Show that $\mathbb{Z}[x]/_{(x)}$ is isomorphic to $\mathbb{Z}$.
My attempt:
For each polynomial $$z(x) = a_nx^n + \ …\ +a_1x + a_0$$
We have
$$z(x) = x\cdot(a_nx^{n-1}+ \ … \ +a_1)\ + a_0$$.
Hence if we define $\Phi : \mathbb{Z}[x]/_{(x)} \rightarrow \mathbb{Z}$ as:
$$\Phi(a_nx^n +\ … \ +a_1x + a_0 +(x)) =\Phi((a_nx^{n-1} +\ … \ +a_1)x + a_0 +(x)) = \Phi(a_0 + (x)) = a_0$$.
My first question is about notation and equivalence class. How do I write that two polynomials $w(x), z(x)$ are equivalent if their $a_0, b_0$ coefficients are equal?
I will try to show that such $\Phi$ is homomorphism.
For two polynomials $z(x), w(x)$ with coefficients $a_i, b_i$ respectively we have:
$\Phi((z+(x)) + (w+(x))) = \Phi((z+w)+(x)) = \Phi((a_0+b_0)+(x)) = a_0 + b_0 = \Phi(z+(x)) + \Phi(w+(x))$.
And from now I have trouble to show that there is unique element in $\mathbb{Z}[x]/_{(x)}$ that corresponds to an element of $\mathbb{Z}$.
Can it be fixed? My main concern is how to properly write the equivalence relation and how do I proceed with my proof further. Would be grateful for any hints.
Edit:
I will try the other way around.
Define $$\psi : \mathbb{Z} \rightarrow \mathbb{Z}[x]/_{(x)}$$ as follows
$$\psi(a) = a + (x)$$
Showing that $\psi$ is homomorphism
$$\psi(a) + \psi(b) = (a+(x)) + (b+(x)) = (a+b) + (x) = \psi(a+b)$$
Suppose that $\psi(a) = \psi(b)$
We have
$$a + (x) = b + (x)$$
Which leads to $(a-b) \in (x)$ how do I conclude that $a-b = 0$? Since I am missing something.
Moreover, I am struggling with showing that for every element in quotient space there is some number in $\mathbb{Z}$.
Any hints?
Best Answer
Comment on your attempt:
You may find it easier (see "alternate method" below) to try to define the homomorphism the other way around -- from $\mathbb{Z}$ to $\mathbb{Z}[x] / (x)$. The problem is that the way you are doing, it is kind of confusing to work with $\Phi$ because it really is a function on equivalence classes. It can be done, but requires that you show $\Phi$ is first well-defined. Normally you would do this the following way:
First define $\Phi$ on a particular element, not on equivalence classes (i.e. define $\Phi(a_0 + a_1 x + \cdots + a_n x^n) := a_0$)

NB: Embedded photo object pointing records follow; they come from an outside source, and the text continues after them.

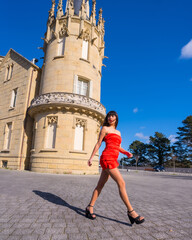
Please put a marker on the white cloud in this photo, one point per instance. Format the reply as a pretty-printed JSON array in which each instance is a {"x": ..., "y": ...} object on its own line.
[
  {"x": 186, "y": 51},
  {"x": 135, "y": 110},
  {"x": 172, "y": 138},
  {"x": 141, "y": 136}
]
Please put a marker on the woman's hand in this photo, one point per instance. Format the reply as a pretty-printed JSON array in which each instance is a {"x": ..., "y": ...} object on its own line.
[{"x": 89, "y": 162}]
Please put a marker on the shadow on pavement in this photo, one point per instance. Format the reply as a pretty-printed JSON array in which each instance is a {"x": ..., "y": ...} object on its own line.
[
  {"x": 174, "y": 176},
  {"x": 59, "y": 201}
]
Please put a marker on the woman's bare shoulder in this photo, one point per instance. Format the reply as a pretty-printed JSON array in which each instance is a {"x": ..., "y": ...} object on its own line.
[{"x": 118, "y": 132}]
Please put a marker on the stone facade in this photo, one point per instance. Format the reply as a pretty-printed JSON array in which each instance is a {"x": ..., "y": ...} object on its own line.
[
  {"x": 19, "y": 75},
  {"x": 64, "y": 118}
]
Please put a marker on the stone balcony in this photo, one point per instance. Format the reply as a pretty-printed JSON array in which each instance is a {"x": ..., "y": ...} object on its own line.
[{"x": 67, "y": 102}]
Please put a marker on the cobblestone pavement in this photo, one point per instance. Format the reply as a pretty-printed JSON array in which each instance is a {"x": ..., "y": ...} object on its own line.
[{"x": 51, "y": 207}]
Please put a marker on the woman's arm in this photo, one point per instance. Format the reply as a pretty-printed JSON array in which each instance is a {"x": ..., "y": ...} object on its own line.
[
  {"x": 98, "y": 144},
  {"x": 129, "y": 155}
]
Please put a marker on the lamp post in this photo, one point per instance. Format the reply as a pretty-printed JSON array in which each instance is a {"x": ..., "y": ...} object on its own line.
[{"x": 137, "y": 159}]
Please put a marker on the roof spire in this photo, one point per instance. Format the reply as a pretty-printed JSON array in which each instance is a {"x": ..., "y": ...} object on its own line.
[
  {"x": 100, "y": 15},
  {"x": 83, "y": 11},
  {"x": 69, "y": 7},
  {"x": 93, "y": 12},
  {"x": 60, "y": 9},
  {"x": 52, "y": 12},
  {"x": 87, "y": 8}
]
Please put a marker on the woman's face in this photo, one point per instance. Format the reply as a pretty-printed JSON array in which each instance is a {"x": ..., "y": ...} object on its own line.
[{"x": 111, "y": 119}]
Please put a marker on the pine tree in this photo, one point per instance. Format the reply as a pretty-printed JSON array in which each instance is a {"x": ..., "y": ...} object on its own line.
[
  {"x": 159, "y": 148},
  {"x": 185, "y": 136},
  {"x": 140, "y": 149}
]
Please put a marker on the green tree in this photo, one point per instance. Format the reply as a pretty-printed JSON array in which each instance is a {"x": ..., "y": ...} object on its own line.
[
  {"x": 139, "y": 148},
  {"x": 159, "y": 148},
  {"x": 185, "y": 136}
]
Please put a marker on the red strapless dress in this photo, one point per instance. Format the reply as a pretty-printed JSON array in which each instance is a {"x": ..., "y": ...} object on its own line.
[
  {"x": 108, "y": 159},
  {"x": 110, "y": 154}
]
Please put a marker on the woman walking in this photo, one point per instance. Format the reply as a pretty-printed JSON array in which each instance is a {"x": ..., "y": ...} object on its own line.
[{"x": 109, "y": 164}]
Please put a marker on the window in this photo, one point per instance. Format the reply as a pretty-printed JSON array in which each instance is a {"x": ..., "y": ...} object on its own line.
[
  {"x": 61, "y": 46},
  {"x": 7, "y": 141},
  {"x": 34, "y": 135},
  {"x": 4, "y": 163},
  {"x": 13, "y": 98},
  {"x": 9, "y": 72},
  {"x": 79, "y": 134},
  {"x": 82, "y": 86},
  {"x": 51, "y": 132},
  {"x": 85, "y": 50}
]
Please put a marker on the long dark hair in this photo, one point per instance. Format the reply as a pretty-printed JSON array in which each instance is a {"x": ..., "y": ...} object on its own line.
[{"x": 111, "y": 113}]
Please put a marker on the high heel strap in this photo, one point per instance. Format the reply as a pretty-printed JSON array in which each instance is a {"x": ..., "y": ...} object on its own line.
[
  {"x": 90, "y": 205},
  {"x": 130, "y": 211}
]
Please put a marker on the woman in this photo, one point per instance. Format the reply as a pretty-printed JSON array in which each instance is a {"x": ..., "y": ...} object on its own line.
[{"x": 109, "y": 164}]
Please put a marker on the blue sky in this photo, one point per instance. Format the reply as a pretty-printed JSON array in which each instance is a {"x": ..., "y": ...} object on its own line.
[{"x": 148, "y": 78}]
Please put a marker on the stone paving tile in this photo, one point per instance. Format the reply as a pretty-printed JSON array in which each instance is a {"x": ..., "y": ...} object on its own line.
[
  {"x": 60, "y": 237},
  {"x": 52, "y": 207},
  {"x": 30, "y": 237}
]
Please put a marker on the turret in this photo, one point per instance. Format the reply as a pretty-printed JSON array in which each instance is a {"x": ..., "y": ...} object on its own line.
[{"x": 70, "y": 88}]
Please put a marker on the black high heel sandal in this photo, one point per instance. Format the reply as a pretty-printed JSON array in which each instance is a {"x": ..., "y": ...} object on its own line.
[
  {"x": 136, "y": 220},
  {"x": 88, "y": 214}
]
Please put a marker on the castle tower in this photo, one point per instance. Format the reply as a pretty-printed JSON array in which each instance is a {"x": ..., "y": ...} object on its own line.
[{"x": 67, "y": 113}]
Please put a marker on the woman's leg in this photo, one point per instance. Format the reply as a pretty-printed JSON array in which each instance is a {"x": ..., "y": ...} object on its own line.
[
  {"x": 102, "y": 180},
  {"x": 116, "y": 175}
]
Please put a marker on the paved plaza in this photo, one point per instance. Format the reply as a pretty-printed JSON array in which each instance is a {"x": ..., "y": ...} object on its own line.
[{"x": 51, "y": 207}]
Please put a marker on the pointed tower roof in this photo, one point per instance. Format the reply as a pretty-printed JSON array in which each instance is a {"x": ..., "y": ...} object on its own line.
[
  {"x": 60, "y": 9},
  {"x": 52, "y": 12},
  {"x": 78, "y": 5}
]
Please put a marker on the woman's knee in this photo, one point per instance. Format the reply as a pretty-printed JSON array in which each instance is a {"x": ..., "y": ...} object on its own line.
[
  {"x": 121, "y": 183},
  {"x": 100, "y": 186}
]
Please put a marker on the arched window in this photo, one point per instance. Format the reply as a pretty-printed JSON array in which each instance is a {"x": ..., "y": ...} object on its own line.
[{"x": 51, "y": 132}]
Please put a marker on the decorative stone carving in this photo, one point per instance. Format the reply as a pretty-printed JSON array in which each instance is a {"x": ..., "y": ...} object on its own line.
[
  {"x": 64, "y": 32},
  {"x": 85, "y": 35},
  {"x": 72, "y": 99},
  {"x": 80, "y": 122},
  {"x": 51, "y": 13},
  {"x": 52, "y": 119}
]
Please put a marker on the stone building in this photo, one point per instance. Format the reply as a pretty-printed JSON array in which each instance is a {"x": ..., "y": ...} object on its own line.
[{"x": 50, "y": 117}]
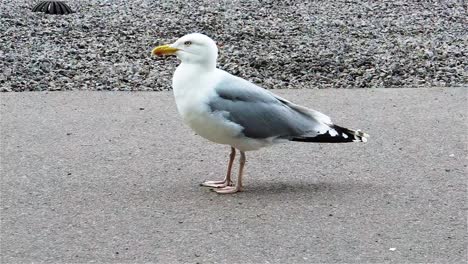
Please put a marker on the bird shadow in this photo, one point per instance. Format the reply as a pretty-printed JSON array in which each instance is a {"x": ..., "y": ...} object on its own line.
[{"x": 301, "y": 187}]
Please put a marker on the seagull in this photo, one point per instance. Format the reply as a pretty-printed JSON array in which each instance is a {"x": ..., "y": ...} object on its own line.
[{"x": 229, "y": 110}]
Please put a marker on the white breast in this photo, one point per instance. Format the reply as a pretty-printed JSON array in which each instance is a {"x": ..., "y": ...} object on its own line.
[{"x": 192, "y": 91}]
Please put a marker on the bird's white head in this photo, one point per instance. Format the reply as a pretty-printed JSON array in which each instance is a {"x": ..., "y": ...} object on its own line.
[{"x": 193, "y": 48}]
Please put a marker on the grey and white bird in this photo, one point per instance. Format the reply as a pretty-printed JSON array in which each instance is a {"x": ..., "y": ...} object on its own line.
[{"x": 229, "y": 110}]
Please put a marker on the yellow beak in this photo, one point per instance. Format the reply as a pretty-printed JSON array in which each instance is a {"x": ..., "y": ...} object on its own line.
[{"x": 164, "y": 50}]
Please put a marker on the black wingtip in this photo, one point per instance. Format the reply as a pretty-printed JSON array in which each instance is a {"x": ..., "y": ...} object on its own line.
[{"x": 335, "y": 134}]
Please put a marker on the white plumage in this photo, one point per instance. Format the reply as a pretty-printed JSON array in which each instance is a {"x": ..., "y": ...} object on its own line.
[{"x": 229, "y": 110}]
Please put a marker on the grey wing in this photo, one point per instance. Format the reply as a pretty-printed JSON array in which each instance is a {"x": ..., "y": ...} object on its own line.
[{"x": 261, "y": 113}]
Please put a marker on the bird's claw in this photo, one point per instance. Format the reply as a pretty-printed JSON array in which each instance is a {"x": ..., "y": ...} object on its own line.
[
  {"x": 217, "y": 184},
  {"x": 227, "y": 190}
]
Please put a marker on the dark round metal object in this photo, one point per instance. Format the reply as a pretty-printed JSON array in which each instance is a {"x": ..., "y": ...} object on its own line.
[{"x": 52, "y": 7}]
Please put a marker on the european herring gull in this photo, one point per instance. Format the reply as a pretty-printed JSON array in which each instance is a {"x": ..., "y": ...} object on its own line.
[{"x": 229, "y": 110}]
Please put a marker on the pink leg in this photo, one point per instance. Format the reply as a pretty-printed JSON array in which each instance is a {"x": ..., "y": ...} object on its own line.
[
  {"x": 227, "y": 180},
  {"x": 238, "y": 187}
]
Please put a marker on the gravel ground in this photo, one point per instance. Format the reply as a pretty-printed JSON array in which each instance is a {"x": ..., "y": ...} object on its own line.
[{"x": 106, "y": 45}]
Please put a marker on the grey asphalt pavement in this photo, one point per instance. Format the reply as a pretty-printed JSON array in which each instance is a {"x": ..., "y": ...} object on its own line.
[{"x": 113, "y": 177}]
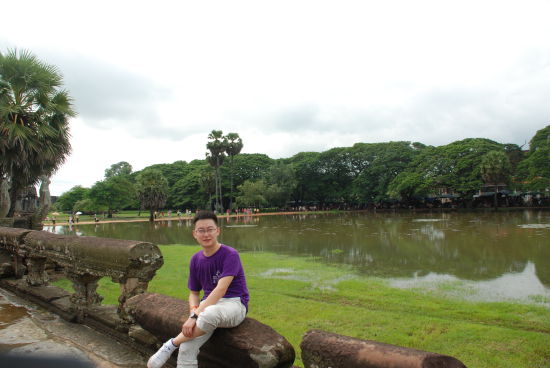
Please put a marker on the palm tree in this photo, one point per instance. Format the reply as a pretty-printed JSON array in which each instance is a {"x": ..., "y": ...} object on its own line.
[
  {"x": 217, "y": 145},
  {"x": 234, "y": 147},
  {"x": 34, "y": 114}
]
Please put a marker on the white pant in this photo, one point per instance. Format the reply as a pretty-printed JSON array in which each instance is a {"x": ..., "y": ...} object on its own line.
[{"x": 227, "y": 312}]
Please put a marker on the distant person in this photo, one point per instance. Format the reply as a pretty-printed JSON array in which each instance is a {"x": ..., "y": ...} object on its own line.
[{"x": 218, "y": 272}]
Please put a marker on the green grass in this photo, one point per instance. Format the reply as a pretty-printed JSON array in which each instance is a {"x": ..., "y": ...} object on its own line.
[{"x": 293, "y": 295}]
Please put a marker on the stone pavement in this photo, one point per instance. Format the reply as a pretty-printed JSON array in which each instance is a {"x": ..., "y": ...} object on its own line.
[{"x": 29, "y": 331}]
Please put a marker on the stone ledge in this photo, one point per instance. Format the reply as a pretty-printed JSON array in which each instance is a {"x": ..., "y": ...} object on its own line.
[
  {"x": 321, "y": 349},
  {"x": 249, "y": 345}
]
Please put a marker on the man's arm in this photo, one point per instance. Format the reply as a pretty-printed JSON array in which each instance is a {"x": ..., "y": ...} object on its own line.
[{"x": 194, "y": 300}]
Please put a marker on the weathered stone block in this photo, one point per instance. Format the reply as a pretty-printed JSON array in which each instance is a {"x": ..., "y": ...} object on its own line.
[
  {"x": 249, "y": 345},
  {"x": 322, "y": 349}
]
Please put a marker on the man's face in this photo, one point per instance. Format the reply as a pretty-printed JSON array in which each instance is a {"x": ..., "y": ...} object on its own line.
[{"x": 206, "y": 232}]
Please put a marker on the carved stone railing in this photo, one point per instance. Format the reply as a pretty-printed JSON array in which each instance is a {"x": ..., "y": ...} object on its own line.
[
  {"x": 84, "y": 261},
  {"x": 321, "y": 349},
  {"x": 252, "y": 344}
]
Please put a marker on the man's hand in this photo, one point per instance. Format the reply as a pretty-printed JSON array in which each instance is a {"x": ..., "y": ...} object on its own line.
[{"x": 188, "y": 326}]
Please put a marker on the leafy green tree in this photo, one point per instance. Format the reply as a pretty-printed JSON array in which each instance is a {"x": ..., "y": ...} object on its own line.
[
  {"x": 152, "y": 190},
  {"x": 495, "y": 170},
  {"x": 67, "y": 200},
  {"x": 248, "y": 166},
  {"x": 534, "y": 171},
  {"x": 118, "y": 169},
  {"x": 234, "y": 147},
  {"x": 308, "y": 176},
  {"x": 454, "y": 167},
  {"x": 407, "y": 186},
  {"x": 34, "y": 121},
  {"x": 377, "y": 164},
  {"x": 115, "y": 193},
  {"x": 217, "y": 145},
  {"x": 252, "y": 194}
]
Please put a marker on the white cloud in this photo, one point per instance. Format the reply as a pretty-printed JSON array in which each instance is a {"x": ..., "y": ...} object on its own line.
[{"x": 150, "y": 81}]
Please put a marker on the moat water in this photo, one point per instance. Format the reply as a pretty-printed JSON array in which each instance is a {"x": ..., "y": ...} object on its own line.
[{"x": 478, "y": 255}]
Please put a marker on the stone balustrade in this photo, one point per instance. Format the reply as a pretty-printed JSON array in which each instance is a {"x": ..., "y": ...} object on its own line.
[
  {"x": 321, "y": 349},
  {"x": 84, "y": 260},
  {"x": 252, "y": 344}
]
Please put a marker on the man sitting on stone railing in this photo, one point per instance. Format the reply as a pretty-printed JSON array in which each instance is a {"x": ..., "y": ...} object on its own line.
[{"x": 217, "y": 270}]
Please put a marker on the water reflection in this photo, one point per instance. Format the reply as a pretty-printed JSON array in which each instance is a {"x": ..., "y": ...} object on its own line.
[
  {"x": 470, "y": 246},
  {"x": 519, "y": 286}
]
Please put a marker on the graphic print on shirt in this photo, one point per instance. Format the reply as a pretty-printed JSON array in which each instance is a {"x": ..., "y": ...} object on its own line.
[{"x": 216, "y": 277}]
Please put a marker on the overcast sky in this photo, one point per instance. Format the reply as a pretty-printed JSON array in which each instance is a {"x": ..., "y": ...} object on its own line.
[{"x": 150, "y": 80}]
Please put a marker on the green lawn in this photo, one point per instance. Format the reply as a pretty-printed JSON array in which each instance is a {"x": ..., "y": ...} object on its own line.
[{"x": 293, "y": 295}]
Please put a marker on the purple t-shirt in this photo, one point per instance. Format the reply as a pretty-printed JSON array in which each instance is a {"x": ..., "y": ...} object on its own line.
[{"x": 204, "y": 273}]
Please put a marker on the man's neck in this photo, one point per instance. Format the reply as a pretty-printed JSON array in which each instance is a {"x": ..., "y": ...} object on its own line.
[{"x": 208, "y": 252}]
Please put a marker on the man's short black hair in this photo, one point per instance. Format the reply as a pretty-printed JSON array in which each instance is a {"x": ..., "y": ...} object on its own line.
[{"x": 205, "y": 215}]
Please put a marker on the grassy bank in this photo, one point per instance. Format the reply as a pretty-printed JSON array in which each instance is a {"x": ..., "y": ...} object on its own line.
[{"x": 294, "y": 294}]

Next show this is a well-defined operation on equivalence classes -- to do this you should consider two equivalent polynomials in $\mathbb{Z}[x] / (x)$, and show that $\Phi$ is the same on those two polynomials.
Once you have that $\Phi$ is well defined, the rest of the proof is easier: any time you want to evaluate $\Phi$, it is enough to evaluate it on some member of the equivalence class, so you don't have to worry about having "$+ (x)$" everywhere in your proof.
Alternate method
Alternatively instead of $\Phi$ you can try defining
$$ \psi: \mathbb{Z} \to \mathbb{Z} [x] / (x). $$
Then you don't have to show $\psi$ is well-defined. Instead, you just have to show that
It is a homomorphism
It is one-to-one: this amounts to showing that if $\psi(a)$ and $\psi(b)$ are equivalent (differ by something in $(x)$), then $a = b$.
It is onto: this amounts to fixing some polynomial $a_0 + a_1 x + \cdots + a_n x^n$, and showing it is equivalent to something that $\psi$ produces as output.